The findings in this meta-analysis have been confirmed in several long-term real-world evidence studies, showing that men with low testosterone receiving testosterone treatment for 11 years had a significant reduction in body weight, waist size, blood pressure, LDL and triglycerides, along with an increase in HDL. In contrast, in men with low testosterone not receiving testosterone treatment, there was a significant deterioration in all parameters. Importantly, there were also 3.6-fold more deaths (19.5%) in men not receiving testosterone treatment, compared to men receiving testosterone treatment (5.4%).2
Another report from this 11-year long study showed that men receiving testosterone treatment also had improvement in urinary parameters (assessed by IPSS) and reduced incidence of prostate cancer (3.2% vs. 6.9%).3 Importantly, in men receiving testosterone treatment, no heart attack nor stroke occurred during the entire 11-year follow-up period. Death occurred in 6.5% and 2.3% of men with no/mild erectile dysfunction and moderate/severe erectile dysfunction, respectively. In contrast, in men not receiving testosterone treatment, heart attack and stroke occurred in 18.9% and 14.9% of patients with moderate/severe erectile dysfunction, respectively, and 16% and 15.3% in patients with no/mild erectile dysfunction. Furthermore, in this group of untreated men, death occurred in 14.6% and 21.3% of men with no/mild erectile dysfunction and moderate/severe erectile dysfunction, respectively.3
This real-world evidence study supports the long-term safety and effectiveness of testosterone treatment in the context of a real-world everyday clinical setting, as opposed to artificially imposed ideal scenarios within the context of a randomized controlled trial. Furthermore, it also demonstrates that men with low testosterone who do not receive testosterone treatment have severe deterioration in health over time, and increased risk of premature mortality. Hence, when evaluating safety of testosterone treatment, it is essential to also consider the negative effects of untreated low testosterone.

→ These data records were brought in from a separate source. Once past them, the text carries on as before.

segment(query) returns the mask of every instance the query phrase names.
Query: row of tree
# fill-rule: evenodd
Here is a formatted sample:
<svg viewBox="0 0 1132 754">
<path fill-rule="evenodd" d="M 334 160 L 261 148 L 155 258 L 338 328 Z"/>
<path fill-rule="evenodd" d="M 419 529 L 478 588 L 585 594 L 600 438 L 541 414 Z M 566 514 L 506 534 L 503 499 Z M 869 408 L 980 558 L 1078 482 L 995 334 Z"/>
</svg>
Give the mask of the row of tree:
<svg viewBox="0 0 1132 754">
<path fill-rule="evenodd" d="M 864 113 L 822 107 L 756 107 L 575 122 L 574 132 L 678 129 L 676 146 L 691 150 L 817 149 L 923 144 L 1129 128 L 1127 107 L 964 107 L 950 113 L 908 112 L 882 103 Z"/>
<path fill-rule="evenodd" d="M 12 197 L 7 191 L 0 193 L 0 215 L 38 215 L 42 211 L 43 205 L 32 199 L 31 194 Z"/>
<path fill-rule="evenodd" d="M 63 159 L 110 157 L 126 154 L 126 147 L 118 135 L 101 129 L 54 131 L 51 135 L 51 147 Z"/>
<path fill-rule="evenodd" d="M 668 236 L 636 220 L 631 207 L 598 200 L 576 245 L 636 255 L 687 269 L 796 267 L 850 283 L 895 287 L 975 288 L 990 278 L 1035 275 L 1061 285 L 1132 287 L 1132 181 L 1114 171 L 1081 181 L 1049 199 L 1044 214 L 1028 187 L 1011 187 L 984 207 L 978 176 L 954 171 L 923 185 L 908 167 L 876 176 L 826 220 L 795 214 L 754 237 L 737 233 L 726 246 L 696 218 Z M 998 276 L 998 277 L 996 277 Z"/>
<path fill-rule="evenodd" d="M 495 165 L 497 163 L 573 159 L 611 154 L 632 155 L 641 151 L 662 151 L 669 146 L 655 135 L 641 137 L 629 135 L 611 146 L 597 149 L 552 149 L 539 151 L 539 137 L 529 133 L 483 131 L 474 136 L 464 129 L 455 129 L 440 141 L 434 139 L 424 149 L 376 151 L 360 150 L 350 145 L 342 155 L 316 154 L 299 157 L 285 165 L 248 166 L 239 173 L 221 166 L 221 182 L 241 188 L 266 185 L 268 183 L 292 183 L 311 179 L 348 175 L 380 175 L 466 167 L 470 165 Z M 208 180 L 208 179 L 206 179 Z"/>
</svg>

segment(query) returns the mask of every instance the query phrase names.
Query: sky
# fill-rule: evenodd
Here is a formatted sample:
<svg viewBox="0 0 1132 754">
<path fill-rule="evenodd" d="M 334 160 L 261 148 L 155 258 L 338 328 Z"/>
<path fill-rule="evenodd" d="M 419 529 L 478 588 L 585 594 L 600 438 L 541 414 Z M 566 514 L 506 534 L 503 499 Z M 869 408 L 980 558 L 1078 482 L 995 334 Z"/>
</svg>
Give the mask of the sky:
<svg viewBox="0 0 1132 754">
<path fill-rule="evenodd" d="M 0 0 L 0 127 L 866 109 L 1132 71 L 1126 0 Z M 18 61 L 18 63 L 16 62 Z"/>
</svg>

The results from this meta-analysis are in contrast to the results from a previous large population-based study, which showed that short duration of testosterone treatment (median 2 months) was associated with increased risk of cardiovascular events and mortality, whereas longer duration (median 35 months) was associated with reduced mortality and cardiovascular events, compared with matched controls. For more information about this study, see “Survival and cardiovascular events in men treated with testosterone”.
However, this study was based on data collected from prescription databases, using the total number of days of testosterone treatment dispensed according to prescription records as a proxy for cumulative testosterone dose exposure. Data on compliance or actual testosterone levels were not provided. Therefore, the association between short duration of testosterone treatment (2 months) and increased risk of heart disease and mortality could simply be due to inadequate testosterone treatment, allowing for health consequences of long-standing underlying low testosterone to manifest. In contrast, the present meta-analysis used comprehensive data collected from randomized trials of 3431 men receiving testosterone treatment for a mean duration 9.5 months, hence providing more credible evidence.
It should be pointed out that this meta-analysis was conducted by the Testosterone Efficacy and Safety Consortium, which is a global collaboration of leading scientist in the field of hypogonadism and testosterone treatment. The rigorous data collection by prominent scientists lends high credibility to the conclusion that testosterone treatment is safe for men with low testosterone.